From The Comedy Store
The White House released a video of President Obama extending his Valentine’s Day greetings. It shows the president saying that if you haven’t met that someone special, he hopes you’ll meet that someone special soon. Of course, he is talking to a drone.
The Nixon Library opened an exhibit about how Richard Nixon coached Bill Clinton when he first became president. They got along great. Richard Nixon and Bill Clinton agreed on much despite their radically different philosophies on how to screw the country.
The Vatican disclosed that Pope Benedict struck his head on a wooden beam in a hotel room during a trip to Mexico. It’s widely believed that he suffered a serious head injury. President Obama said if he had a son he’s not sure if he’d allow him to be pope.
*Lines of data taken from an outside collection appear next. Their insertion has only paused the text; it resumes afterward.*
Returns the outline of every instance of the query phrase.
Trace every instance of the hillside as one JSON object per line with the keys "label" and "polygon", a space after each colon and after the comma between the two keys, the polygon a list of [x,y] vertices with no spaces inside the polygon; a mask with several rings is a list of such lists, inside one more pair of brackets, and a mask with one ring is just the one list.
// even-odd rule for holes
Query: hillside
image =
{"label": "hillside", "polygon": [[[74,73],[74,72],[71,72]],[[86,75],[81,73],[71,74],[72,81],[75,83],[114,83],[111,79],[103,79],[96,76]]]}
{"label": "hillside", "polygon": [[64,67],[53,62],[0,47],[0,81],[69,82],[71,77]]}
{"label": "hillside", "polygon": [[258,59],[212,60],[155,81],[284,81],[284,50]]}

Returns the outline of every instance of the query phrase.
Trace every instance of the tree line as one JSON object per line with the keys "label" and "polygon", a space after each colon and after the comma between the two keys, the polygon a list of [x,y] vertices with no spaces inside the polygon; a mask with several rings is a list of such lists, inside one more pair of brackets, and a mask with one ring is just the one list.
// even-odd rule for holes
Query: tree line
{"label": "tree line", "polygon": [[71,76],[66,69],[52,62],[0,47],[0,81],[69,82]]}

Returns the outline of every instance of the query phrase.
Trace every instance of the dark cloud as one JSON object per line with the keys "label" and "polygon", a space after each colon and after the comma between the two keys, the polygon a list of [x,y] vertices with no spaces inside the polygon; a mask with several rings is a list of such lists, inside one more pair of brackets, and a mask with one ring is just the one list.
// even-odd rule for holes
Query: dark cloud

President Obama took a three-day vacation in Palm Beach. Critics said it’s the height of the season when hotel rooms are most expensive for his security entourage. We’ve gotten to the point where one third of the federal budget deficit is just his green fees.
Tiger Woods addressed reporters at Tucson’s Accenture Match Play Championships to discuss his golf date with President Obama. He said the president has a nice touch and an excellent aim. Obviously Tiger’s never seen President Obama’s drone strikes.
U.S. Congresswoman Sheila Jackson Lee addressed the House and identified herself as a freed slave. That makes her a hundred and sixty. It’s the same kind of math the Democrats used in promoting the health care bill to explain how it would save money.
Russia was struck by a meteor that was televised descending from the sky and exploding over the tundra. It caused a minor earthquake. The meteor didn’t dare land in the United States, because the meteor knows we have a president who skeet shoots.
Joe Biden spoke against assault weapons and advised women to go outside and fire two shots from a double barreled shotgun to scare off intruders. He’s so wise. Once an intruder knows your gun is empty he’ll gladly go home and leave you alone, ladies.
USA Today reports U.S. immigration police angered Mexicans by planning to increase the expulsions of illegal immigrants who have criminal records. You can understand their anger. They had no idea it was a crime when they bought all those guns from the FBI.
President Obama played a secret round of golf with Tiger Woods in Palm Beach with no press allowed at the club. He picked up some helpful tips. Tiger Woods shared his expertise with the president and now all the text messages from Benghazi have been erased.
The White House sent a congratulatory message to the Vatican to salute Pope Benedict after the pontiff retired. It was gracious, if grudging. President Obama and Pope Benedict met just once, and neither could stand the other’s holier-than-thou attitude.
President Obama’s favorite hamburger and barbecue restaurant in Washington D.C. was padlocked by its landlord for failure to pay rent. It’s where the president enjoys burgers and fries and now it’s totally shut down. Well played, Michelle, well played.
Jesse Jackson, Jr. pleaded guilty to campaign finance fraud while serving as a Member of Congress Tuesday. He stole a fortune from his campaign fund. Chicago politicians always wear pin-striped suits so that when they go to jail they don’t have to change clothes.